Last month, Attorney General Harris charged a Southern California man, Mark Feigin, with one felony count of criminal threats with a special hate crime allegation for posting anti-Muslim rhetoric and threats to the Facebook page of the Islamic Center of Southern California in Los Angeles and calling the center to make death threats. If convicted, the defendant faces up to six years in prison.
Over the past ten years, the most common type of hate crime has been related to race, ethnicity, and national origin bias. This type of bias accounted for more than half (51.1 percent) of all hate crime events reported last year. Within this category, hate crimes with an anti-black bias motivation continue to be the most common hate crime, accounting for 31.9 percent of all hate crime events since 2006.
The second most common type of hate crime over the past 10 years is hate crimes with a sexual orientation bias. The sexual orientation bias type accounted for 22.5 percent of hate crimes reported in 2015. Within this category, hate crimes with an anti-gay and anti-homosexual motivation have consistently been the most common bias sub-types. Together, they account for 87.2 percent of all sexual orientation bias hate crimes since 2006.
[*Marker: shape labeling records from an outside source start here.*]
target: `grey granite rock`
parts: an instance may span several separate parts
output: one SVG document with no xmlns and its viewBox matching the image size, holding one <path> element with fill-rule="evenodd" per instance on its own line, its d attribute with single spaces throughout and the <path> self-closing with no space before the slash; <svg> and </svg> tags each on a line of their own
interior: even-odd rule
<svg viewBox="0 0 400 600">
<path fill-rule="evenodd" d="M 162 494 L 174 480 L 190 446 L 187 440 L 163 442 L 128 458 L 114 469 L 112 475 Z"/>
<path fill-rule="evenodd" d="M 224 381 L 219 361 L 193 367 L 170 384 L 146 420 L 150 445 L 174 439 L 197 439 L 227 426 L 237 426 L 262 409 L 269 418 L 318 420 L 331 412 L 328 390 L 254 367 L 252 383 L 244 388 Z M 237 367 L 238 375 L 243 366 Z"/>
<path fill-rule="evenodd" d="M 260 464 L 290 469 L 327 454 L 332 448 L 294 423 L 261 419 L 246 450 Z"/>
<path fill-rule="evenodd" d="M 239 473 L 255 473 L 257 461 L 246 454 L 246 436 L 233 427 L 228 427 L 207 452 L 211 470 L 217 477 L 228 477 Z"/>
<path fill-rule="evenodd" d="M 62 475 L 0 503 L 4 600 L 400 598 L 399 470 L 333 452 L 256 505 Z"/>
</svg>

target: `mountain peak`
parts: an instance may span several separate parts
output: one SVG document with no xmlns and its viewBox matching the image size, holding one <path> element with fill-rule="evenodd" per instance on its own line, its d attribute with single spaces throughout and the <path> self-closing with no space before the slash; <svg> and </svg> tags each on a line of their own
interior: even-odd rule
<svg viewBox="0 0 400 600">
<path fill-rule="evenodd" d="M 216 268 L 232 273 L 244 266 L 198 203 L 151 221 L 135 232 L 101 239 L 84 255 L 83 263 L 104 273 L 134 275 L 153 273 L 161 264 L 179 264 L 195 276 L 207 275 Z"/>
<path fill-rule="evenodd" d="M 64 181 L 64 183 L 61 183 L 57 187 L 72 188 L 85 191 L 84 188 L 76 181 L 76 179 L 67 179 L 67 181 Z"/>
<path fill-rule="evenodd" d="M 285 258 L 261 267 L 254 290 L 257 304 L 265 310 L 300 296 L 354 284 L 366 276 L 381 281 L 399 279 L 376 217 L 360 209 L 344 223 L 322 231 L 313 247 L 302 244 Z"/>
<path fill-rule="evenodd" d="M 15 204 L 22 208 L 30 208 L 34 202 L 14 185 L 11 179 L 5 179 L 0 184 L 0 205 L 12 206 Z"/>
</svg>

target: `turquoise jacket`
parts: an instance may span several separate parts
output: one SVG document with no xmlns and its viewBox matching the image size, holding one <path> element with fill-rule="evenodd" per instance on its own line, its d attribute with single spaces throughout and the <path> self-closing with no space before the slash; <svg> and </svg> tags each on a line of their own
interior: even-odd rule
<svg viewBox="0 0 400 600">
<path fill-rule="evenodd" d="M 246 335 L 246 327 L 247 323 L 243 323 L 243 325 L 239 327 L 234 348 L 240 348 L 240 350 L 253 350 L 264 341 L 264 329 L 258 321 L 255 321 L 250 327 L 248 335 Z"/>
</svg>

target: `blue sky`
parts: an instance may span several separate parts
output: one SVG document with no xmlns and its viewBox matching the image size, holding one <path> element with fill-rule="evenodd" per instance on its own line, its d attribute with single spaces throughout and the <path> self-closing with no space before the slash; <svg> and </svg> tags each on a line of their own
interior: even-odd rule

Attorney General Harris has made the investigation and prosecution of hate crimes a top priority and has convened community members and law enforcement to discuss ways to counter Islamophobia and religiously-motivated hate crimes. Following attacks on reproductive health clinics, she also convened local, state and federal law enforcement leaders and Planned Parenthood clinic directors to discuss the recent uptick in threats and violence and ways to increase coordination to better protect patients and health care workers.